Cuando Paulino Valladares esgrimió su frase lapidaria que nunca la canallocracia puede enmudecer al periodismo, se refería con absoluta claridad al rechazo que un buen periodista debe hacerle a las tentadoras ofertas que le provienen de sectores políticos, unos más abiertos, otros más ocultos, pero todos con la intención de controlarlo para ponerlo de su lado, no como una carreta, sino como un carretón que por su moho y oxidación mental ni siquiera pueda desplazarse por sí mismo, sino que necesita ser levantado en vilo para que le orienten que ruta es la que debe seguir.

Como lo dijo cierta vez el periodista español ya fallecido, Miguel Ángel Bastenier, el periodismo no es una actividad de servicio, sino para informarle al público que es el que finalmente escoge con que parte de la información se quedará. Sin embargo, el maestro Kapuszinsky sostuvo que el periodista tiene el deber moral de trabajar por el bien común para que una sociedad pueda vivir en libertad y democracia.
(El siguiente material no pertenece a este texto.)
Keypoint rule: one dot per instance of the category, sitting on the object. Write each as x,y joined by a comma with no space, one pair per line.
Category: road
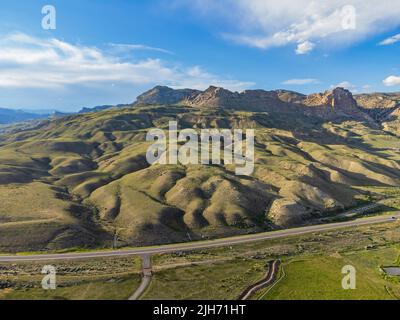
202,244
269,279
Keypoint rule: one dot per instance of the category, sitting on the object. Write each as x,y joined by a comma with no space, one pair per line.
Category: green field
120,288
320,277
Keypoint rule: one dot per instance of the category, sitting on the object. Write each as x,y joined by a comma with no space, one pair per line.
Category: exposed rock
164,95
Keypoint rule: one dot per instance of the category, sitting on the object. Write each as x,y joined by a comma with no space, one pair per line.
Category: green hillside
78,180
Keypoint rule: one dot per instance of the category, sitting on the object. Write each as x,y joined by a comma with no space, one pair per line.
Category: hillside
75,181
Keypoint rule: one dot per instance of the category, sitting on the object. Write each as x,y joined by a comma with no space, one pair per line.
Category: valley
82,181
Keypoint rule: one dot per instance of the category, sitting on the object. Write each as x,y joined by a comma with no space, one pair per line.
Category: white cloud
28,62
391,40
266,24
300,81
346,85
392,81
305,47
121,47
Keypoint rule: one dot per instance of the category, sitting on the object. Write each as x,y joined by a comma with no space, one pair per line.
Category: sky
100,52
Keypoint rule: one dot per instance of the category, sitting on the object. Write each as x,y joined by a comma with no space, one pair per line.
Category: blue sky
108,52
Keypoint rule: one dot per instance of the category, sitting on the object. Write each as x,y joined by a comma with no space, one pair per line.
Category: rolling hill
78,180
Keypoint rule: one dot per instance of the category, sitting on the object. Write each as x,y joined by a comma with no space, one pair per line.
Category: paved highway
202,244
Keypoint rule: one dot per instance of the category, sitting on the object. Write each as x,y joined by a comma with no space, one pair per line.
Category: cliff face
165,95
331,105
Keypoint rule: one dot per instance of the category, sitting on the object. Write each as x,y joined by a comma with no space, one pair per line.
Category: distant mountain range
76,180
8,116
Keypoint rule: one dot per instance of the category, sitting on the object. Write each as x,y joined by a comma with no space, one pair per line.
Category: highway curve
202,244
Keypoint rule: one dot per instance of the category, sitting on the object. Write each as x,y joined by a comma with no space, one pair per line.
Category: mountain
8,116
77,180
165,95
383,107
101,108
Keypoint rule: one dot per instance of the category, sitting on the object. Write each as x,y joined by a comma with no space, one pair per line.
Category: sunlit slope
78,180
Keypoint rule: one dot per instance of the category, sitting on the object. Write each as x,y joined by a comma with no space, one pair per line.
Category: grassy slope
91,170
320,278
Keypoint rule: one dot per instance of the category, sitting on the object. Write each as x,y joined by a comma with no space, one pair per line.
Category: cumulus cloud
266,24
300,81
392,81
28,62
122,47
391,40
305,47
346,85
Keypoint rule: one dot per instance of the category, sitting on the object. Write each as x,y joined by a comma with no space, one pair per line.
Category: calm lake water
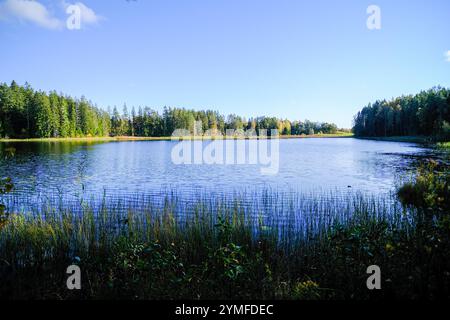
72,170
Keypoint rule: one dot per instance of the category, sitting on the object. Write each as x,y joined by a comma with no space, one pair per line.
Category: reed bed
269,245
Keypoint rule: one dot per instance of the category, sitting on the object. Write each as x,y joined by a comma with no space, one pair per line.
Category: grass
444,145
278,247
132,138
411,139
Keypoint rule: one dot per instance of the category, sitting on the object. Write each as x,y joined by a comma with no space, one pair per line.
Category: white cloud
35,12
88,16
29,10
447,56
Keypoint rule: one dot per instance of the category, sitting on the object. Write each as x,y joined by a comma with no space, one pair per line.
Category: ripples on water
132,173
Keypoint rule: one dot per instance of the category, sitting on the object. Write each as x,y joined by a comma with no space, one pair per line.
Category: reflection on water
75,170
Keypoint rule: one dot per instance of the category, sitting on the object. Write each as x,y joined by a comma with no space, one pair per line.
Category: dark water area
70,171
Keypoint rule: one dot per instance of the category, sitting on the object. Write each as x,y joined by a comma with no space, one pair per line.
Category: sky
314,59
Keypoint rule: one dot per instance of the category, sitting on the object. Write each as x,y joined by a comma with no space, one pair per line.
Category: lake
74,170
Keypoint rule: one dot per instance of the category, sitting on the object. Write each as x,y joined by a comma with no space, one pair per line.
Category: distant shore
133,138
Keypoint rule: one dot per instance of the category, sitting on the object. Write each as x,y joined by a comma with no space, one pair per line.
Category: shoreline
133,138
412,139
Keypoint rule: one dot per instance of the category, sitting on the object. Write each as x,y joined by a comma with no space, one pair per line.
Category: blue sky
295,59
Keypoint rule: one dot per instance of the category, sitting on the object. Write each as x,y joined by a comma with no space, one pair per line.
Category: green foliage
222,252
25,113
430,189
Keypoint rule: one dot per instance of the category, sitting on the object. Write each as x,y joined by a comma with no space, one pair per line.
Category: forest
426,113
27,113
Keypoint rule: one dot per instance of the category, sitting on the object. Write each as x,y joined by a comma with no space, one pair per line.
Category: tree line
26,113
426,113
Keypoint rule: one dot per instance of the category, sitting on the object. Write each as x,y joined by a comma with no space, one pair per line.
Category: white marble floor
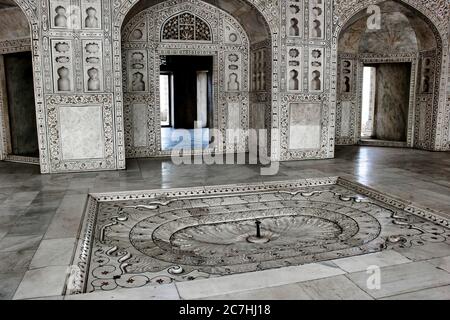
40,218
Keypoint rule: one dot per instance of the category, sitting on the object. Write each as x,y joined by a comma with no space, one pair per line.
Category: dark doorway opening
186,99
385,102
21,105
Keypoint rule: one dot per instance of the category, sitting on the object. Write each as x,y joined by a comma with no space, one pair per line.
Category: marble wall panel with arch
184,28
78,63
408,32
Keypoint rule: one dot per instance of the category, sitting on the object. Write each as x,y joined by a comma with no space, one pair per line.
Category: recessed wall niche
427,76
316,19
233,77
62,65
294,18
92,66
347,83
230,34
91,14
258,70
294,69
137,71
305,126
64,15
316,69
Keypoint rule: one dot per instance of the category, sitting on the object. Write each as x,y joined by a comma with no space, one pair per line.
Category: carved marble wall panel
305,126
92,65
63,65
294,18
233,72
91,14
345,119
294,69
259,69
81,132
435,14
316,69
47,25
139,112
186,28
63,15
137,67
233,118
316,19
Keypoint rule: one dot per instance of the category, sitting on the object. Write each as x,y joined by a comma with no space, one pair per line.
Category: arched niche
20,113
241,53
404,36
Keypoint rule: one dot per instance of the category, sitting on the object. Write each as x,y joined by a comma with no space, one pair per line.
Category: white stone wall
78,64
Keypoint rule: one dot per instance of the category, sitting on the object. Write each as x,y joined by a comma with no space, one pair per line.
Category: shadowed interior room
224,150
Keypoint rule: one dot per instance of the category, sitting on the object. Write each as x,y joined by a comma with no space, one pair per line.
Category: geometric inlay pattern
162,236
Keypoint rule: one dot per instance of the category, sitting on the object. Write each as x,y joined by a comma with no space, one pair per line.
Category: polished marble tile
19,243
53,252
66,222
21,199
438,293
35,224
8,284
425,252
256,280
404,278
162,292
332,288
15,261
441,263
380,259
43,282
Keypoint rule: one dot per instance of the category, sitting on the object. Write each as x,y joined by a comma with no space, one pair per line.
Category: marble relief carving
347,77
91,14
305,126
294,18
185,29
63,75
316,19
259,70
316,69
137,71
47,25
128,241
64,14
85,124
92,66
295,69
426,75
233,73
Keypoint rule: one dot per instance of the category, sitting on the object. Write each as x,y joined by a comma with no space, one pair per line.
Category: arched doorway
388,77
19,134
238,44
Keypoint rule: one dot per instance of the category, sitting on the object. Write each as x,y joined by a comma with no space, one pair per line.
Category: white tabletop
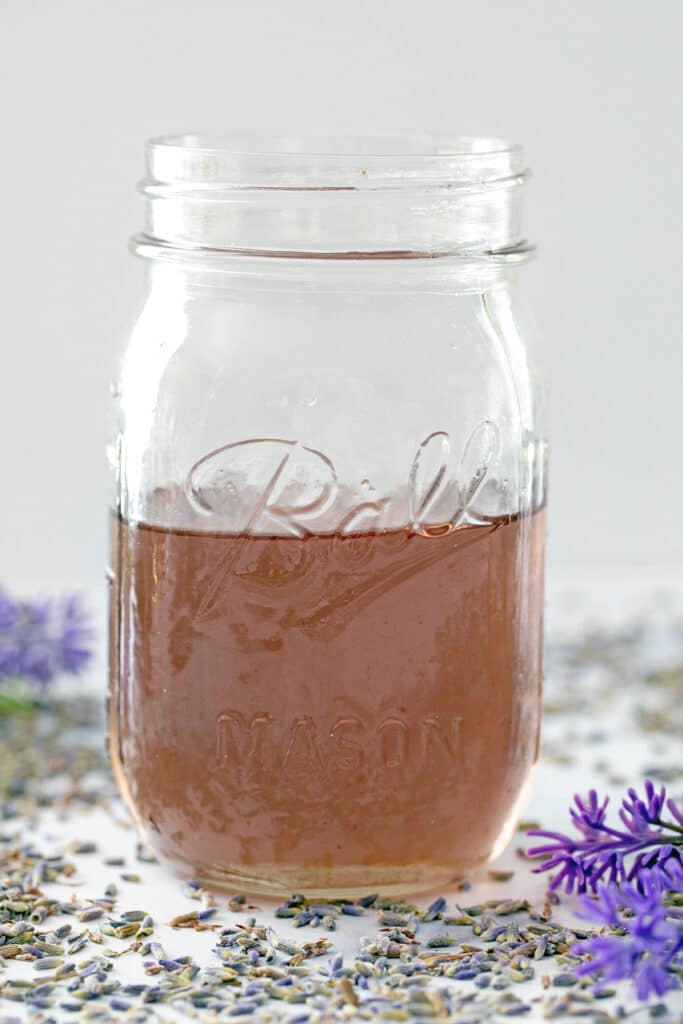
600,730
Y en esta misión debe procurar que en la sociedad se acomoden en forma pacífica las variadas preferencias y las actividades de sus miembros.

Ninguno de estos grandes referentes del periodismo aconsejó ponerse al frente de cargos públicos ni convertirse en políticos de oficio. Este es el gran reto que tenemos los periodistas, y en lo personal podemos decir en forma categórica, que, cuando amigos y no amigos me han sugerido tener una participación directa en la política, con la mayor delicadeza les he respondido sin titubear, que lo mío es el periodismo. La política es importante para vivir en democracia, pero no somos los periodistas los más recomendados para dirigir cargos que inciden en los destinos de Honduras. Para esta, que es la más delicada misión, deben estar los políticos más preparados y talentosos. Pero no siempre son los que elige el pueblo para gobernarlo, que por lo general se confunde y elige a los peores. Por eso es que está esculpida en bronce aquella frase inmortal que dice que los pueblos tienen los gobernantes que se merecen.

Así son las cosas y así se las hemos contado hoy lunes 25 de mayo de 2020.